As it relates to employees, the legal landscape is changing in real time. As executives consider right-sizing their workforce, they should be mindful of how a company’s actions can affect their business and their workforce. There may be meaningful differences to employers and employees as a result of how decisions are effectuated. For example, furloughs and layoffs may appear similar but lead to very different results. Executives should address employee issues thoughtfully.

Do not lose sight of reporting requirements

Companies are facing two distinct challenges as it relates to reporting requirements. First, the current situation will impact what they need to report. Almost every business is affected by the coronavirus in significant ways. This will lead to complex disclosure issues, especially for businesses that have disclosure requirements imposed by the government.

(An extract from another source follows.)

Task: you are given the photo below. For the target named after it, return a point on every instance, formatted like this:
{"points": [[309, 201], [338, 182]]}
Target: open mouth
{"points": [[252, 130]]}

Second, the restrictions that are forcing people to avoid meeting in offices and instead requiring that they work from home will make it more difficult for businesses to prepare the disclosures necessary to satisfy their reporting requirements.

Failing to satisfy reporting requirements timely could have a number of implications, including: defaults under financing arrangements that may prevent a company from accessing capital or even accelerate loans; defaults under contractual arrangements; corresponding cross-defaults; and regulatory issues. Businesses need to devise a plan to satisfy reporting requirements. It would be challenging to compile the necessary financial and other information and address the new disclosure that will be necessary under the best circumstances, and personnel and advisors working from home will exacerbate these challenges.

Insurance coverage may (or may not) be available

As companies consider the impact of the coronavirus on their business, they should consider whether they may have insurance for losses. Depending on their insurance coverage and the specific facts, it’s possible that losses that the business sustains are covered by business interruption or similar insurance or that liability insurance may apply where the business is liable to a third party. With all insurance matters, the devil is in the details.

The situation that we are facing is unique, and there’s no off the shelf play book for how to respond. But some themes are consistent across economic downturns: identify concerns as soon as possible; be disciplined in assessing the situation; consider all reasonable alternatives; communicate properly with stakeholders; respond appropriately; and reconsider the situation if and when relevant facts change. All of this is easier to do with the assistance of advisors who have been through this before.